Tarımsal kimyasal devler, önemli bitkileri korumak için biyolojik ürünlerin geliştirilmesi ve üretimi ile giderek daha fazla ilgilenmektedir, ancak rekabetçi hammadde veren ilk bitki hangi bitki olacak?
Kimyasal pestisitler on yıllardır küresel gıda endüstrisinin ayrılmaz bir parçası olarak kabul edilmektedir.
Monsanto'nun 1970'lerde ortaya çıkmasından bu yana, glifosat bazlı bitki koruma ajanları, küresel gıda kaynaklarının artmasına ve güvence altına alınmasına yardımcı oldu.
Bu kimyasal tarım endüstrisi için vazgeçilmez hale geldi ve modern tarım sisteminden eşzamanlı olarak çıkarılması potansiyel olarak açlık riskini taşıyor. Bununla birlikte, eko-aktivistler tarafından körüklenen glifosat kullanımı üzerindeki olumsuz halk ısrarı (insanlarda onkolojinin olası oluşumu için glifosatı suçlar), daha sonraki glifosatın yasaklanmasıyla daha güvenli alternatifler bulma konusunda düzenleyici makamlar üzerinde baskı için güçlü bir araçtır.
Analistler, böyle bir gelişmenin - glifosatın piyasalardan çekilmesinin - oldukça gerçek olduğuna inanıyorlar.
Fransa ve Almanya, 2021 ve 2023 yılına kadar glifosat kullanımını yasaklamayı planlarken, diğer ülkelerin yakında davayı takip etmesi bekleniyor.
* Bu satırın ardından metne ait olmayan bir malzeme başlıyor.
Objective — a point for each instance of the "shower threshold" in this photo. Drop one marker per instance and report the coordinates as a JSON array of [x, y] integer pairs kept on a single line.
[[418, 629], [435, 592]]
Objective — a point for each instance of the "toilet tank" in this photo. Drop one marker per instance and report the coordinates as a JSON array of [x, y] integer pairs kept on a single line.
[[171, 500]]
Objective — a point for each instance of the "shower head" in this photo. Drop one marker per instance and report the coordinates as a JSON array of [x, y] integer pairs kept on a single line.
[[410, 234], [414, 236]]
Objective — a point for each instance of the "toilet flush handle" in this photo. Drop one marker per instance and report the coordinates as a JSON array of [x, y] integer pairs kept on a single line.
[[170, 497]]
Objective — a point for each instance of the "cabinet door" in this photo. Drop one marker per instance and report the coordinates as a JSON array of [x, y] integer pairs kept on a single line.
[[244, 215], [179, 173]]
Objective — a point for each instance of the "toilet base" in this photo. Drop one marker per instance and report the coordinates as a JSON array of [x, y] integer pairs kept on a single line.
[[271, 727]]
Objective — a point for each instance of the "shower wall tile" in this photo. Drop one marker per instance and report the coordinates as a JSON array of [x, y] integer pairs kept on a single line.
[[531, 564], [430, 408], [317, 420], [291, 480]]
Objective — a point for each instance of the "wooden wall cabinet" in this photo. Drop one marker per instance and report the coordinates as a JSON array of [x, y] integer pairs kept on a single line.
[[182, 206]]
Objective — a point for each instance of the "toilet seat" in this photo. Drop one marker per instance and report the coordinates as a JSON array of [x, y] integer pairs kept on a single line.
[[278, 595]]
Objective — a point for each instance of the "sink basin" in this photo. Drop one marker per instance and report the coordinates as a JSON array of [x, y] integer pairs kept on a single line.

Alternatiflerin çoğunun geliştirme aşamasında olduğu ve test aşamasında kaldığı göz önüne alındığında, uzmanlar, dünyanın en yaygın kullanılan herbisitine yönelik büyük yasakların “yanlara doğru” gideceği konusunda uyarıyor.
Bilimsel personeli olan çok büyük tarımsal kimyasal şirketler ve çiftçilere sürekli olarak kanıtlanmış etkinliği olan gerçekten güvenli doğal bitki koruma ürünleri sunmak için mali bir umut var. Biyopestisit üreticileri için kesinlikle faydaları vardır.
Mevcut biyopestisit pazarının değeri 3,6 milyar dolar olup, 2025 yılına kadar 10,2 milyar dolara çıkması bekleniyor. Ayrıca, uzmanlara göre, biyolojik ürünlerin zirai kimyasallarla rekabeti, geleneksel sentetik ürünlerle aynı etkilere sahip olmaları koşuluyla mümkündür. Nispeten küçük tarım arazilerindeki küçük ölçekli organik üretimde, çiftçiler ekin elde etme fikri adına mahsulün bir kısmını çıkarmaya hazırdırlar, o zaman büyük mahsul holdingleri ölçeğinde, tarımbilimcilerin hastalıklardan veya zararlılardan kaynaklanan hasat kaybının sorumluluğunu kabul etmesi olası değildir.
Tarımsal kimya şirketi Syngenta geçtiğimiz günlerde piyasa talebindeki bu boşluğu doldurmak için doğal böcek ilaçlarını aktif olarak araştırdığını açıkladı. Ancak şirket kesin çıkış tarihini açıklamadı.
Bayer Çin'de ilk Serenade biyofungisitini piyasaya sürdü. Köklerin çevresinde simbiyoz nedeniyle, bu ürün bitkilerin kökü etrafında koruyucu bir bariyer oluşturabilir. Bitkilerin topraktan daha etkili besinleri emmesine yardımcı olmak, aynı zamanda kök sisteminin daha kuvvetli büyümesini sağlar ve bitki bağışıklığını arttırır, bu da hastalık riskini azaltır. Serenade, çeşitli habitatlarda yaygın olan gram pozitif, çubuk şekilli bakteriler olan bir biyokontrol mikroorganizması olan QST713 içerir. Mikroorganizma, toprağın ve bitkilerin yüzeyinde yaygın olan güçlü stres direncine sahiptir. Aynı zamanda, endofit türleri toksik değildir ve insanlar, hayvancılık ve çevre için zararsızdır.
Biyopestisitlerin üretimi için umut verici bir hammadde olarak, hardal tohumlarından elde edilen ürünler genellikle dikkate alınır. Bilim adamları, bunların, sebze, meyve bitkileri ve tütün bitkilerinin kullanımından elde edilen olumlu sonuçlara sahip en iyi çalışılmış ilaçlar olduğunu belirtiyorlar. Bu nedenle, hardal bitkisi koruma maddelerinin biyopestisitlerle ilk yarışan kişi olması mümkündür. (MustGrow Biologics Corp, Kanada'da COO'dan Colin Blecki'nin bir makalesine dayanarak).